>I have an account which is politically divided over whether to remain on
>HP3K/MPE/Image or migrate to HP-UX. Two or three years ago, they did an
>internal assessment, and determined that the HP3K's future was dim. One
>camp believes that has changed, the other camp hasn't seen the light.
>The other camp carries more political clout and is demanding the HP3K
>friendlies produce an independent assessment of the long-term (3, 5, 7
>and 10 year) viability of HP3K/MPE/Image. And no, they're not giving
>them much (if any) money to pay for such an assessment.
Boy, this question is first cousin to "is there a God?".

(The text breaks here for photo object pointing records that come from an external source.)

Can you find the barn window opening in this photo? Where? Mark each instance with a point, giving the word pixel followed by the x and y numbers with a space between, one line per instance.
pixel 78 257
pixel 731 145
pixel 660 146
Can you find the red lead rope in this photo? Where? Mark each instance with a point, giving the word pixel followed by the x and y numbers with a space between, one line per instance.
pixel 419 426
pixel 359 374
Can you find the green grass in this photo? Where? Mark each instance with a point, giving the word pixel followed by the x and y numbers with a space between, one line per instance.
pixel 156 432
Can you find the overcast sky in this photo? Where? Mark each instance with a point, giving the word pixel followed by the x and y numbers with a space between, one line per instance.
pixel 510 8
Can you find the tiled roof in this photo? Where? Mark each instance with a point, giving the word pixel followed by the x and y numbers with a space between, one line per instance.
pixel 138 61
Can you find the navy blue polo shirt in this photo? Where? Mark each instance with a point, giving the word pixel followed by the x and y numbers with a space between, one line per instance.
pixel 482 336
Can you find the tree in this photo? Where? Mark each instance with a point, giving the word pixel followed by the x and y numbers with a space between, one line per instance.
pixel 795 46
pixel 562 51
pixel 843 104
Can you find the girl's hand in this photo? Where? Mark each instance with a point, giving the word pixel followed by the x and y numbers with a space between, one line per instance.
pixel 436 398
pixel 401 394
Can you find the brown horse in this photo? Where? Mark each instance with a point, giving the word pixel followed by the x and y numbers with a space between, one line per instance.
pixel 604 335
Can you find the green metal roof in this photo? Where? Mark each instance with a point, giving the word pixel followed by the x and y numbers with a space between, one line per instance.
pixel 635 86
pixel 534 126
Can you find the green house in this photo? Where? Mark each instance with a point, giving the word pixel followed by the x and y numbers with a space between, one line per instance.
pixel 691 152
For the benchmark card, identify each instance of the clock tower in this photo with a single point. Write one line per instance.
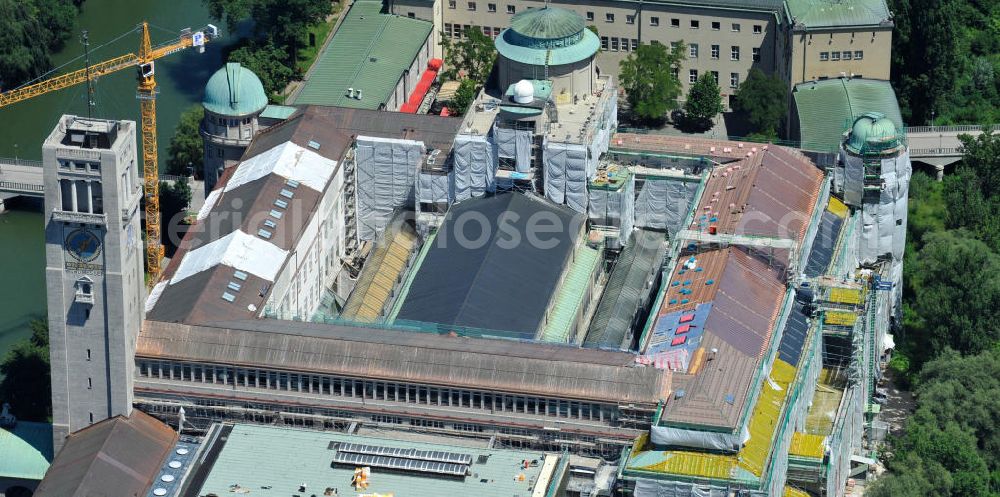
(93, 269)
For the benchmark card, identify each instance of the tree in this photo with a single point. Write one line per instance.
(284, 21)
(956, 294)
(763, 99)
(464, 96)
(174, 200)
(186, 148)
(267, 61)
(26, 382)
(649, 80)
(474, 55)
(704, 102)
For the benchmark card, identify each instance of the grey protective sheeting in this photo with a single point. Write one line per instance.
(614, 208)
(434, 188)
(514, 144)
(663, 204)
(387, 174)
(883, 225)
(566, 174)
(475, 167)
(645, 487)
(665, 436)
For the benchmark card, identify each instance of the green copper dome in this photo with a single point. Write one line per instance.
(234, 91)
(872, 133)
(548, 36)
(548, 26)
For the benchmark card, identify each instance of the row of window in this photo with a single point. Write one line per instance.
(610, 17)
(375, 390)
(845, 55)
(734, 77)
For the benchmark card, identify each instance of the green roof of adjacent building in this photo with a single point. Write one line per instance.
(837, 13)
(234, 91)
(827, 108)
(547, 23)
(369, 52)
(273, 462)
(25, 450)
(872, 133)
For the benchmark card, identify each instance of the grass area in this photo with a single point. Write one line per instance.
(308, 53)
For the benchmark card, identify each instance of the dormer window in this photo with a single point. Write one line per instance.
(84, 291)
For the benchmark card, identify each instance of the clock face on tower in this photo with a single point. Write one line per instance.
(83, 244)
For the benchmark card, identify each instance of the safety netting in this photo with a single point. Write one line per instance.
(387, 172)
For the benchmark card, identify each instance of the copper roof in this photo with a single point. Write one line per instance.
(477, 363)
(120, 456)
(746, 293)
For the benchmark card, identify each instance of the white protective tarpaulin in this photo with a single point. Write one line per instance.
(475, 167)
(237, 250)
(565, 172)
(663, 204)
(387, 175)
(434, 188)
(614, 208)
(883, 224)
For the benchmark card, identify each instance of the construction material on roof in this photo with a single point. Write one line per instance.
(380, 275)
(570, 305)
(627, 291)
(366, 58)
(385, 354)
(289, 458)
(387, 172)
(475, 277)
(117, 456)
(825, 109)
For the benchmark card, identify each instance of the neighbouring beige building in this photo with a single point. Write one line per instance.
(725, 38)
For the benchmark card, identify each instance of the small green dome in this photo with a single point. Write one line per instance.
(234, 91)
(872, 133)
(548, 25)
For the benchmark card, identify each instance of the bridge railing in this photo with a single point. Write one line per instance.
(917, 152)
(20, 162)
(966, 128)
(14, 186)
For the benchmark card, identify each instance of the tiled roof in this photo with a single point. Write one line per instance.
(117, 456)
(369, 52)
(825, 109)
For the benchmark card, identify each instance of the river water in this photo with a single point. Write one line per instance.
(181, 78)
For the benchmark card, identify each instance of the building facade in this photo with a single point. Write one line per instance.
(724, 38)
(94, 274)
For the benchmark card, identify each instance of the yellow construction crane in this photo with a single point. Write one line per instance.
(147, 102)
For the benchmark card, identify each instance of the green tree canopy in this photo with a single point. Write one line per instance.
(955, 295)
(473, 56)
(763, 99)
(26, 383)
(648, 77)
(704, 102)
(186, 148)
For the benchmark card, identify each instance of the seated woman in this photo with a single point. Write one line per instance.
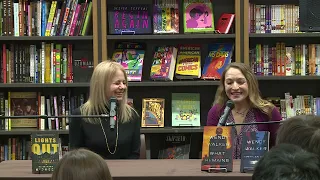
(240, 85)
(108, 80)
(303, 131)
(81, 164)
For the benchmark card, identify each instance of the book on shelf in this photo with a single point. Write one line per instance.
(46, 18)
(129, 19)
(285, 60)
(276, 18)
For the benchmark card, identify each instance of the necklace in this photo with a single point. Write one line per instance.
(106, 139)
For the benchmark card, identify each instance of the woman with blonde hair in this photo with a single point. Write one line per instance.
(81, 164)
(108, 80)
(240, 85)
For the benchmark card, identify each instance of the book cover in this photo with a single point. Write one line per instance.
(129, 19)
(152, 112)
(165, 17)
(24, 104)
(164, 61)
(188, 64)
(131, 56)
(217, 149)
(176, 146)
(185, 109)
(219, 57)
(224, 23)
(44, 152)
(254, 146)
(198, 16)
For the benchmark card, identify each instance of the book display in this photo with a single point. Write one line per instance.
(173, 52)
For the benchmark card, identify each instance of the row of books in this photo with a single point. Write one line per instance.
(198, 17)
(47, 63)
(183, 61)
(290, 106)
(45, 18)
(36, 103)
(273, 18)
(283, 60)
(217, 149)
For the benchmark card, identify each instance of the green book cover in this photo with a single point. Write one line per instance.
(185, 109)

Several years ago, I worked for the computing subsidiary of a large
herein-unnamed aerospace "giant" located in the Puget Sound area of
Washington, and this exact question came up. I was "downsized" before the
study was complete. All I know is that about two years ago, there was an
article in one of the HP-oriented magazines to the effect that the large
unnamed aerospace company had purchased 140-something HP9000's. I do NOT
know whether those were replacements for the several dozen HP3000's they
had scattered throughout the company.
Five years ago, when I assumed my present position, we did a ad-hoc study
of the same question appropos of our move from a model 52 HP3K. The same
question was asked, and the answer we came up with was that for us, the
HP3000 would continue to be a viable, reliable platform as long as WE chose
to make it so. We upgraded to a 928RX and have never looked back. Now,
with all the POSIX porting and client-server applications available to the
HP3K, we have concluded that we made the right decision...for US.
I did have an advantage in that the President/CEO was absolutely an HP fan
after 15 years of reliable, hard-working service by the model 40/42/52 CPU.
Had they had the problems with that box that early HP9000/Unix boxes had,
the struggle would doubtless have been greater to "stay HP3K".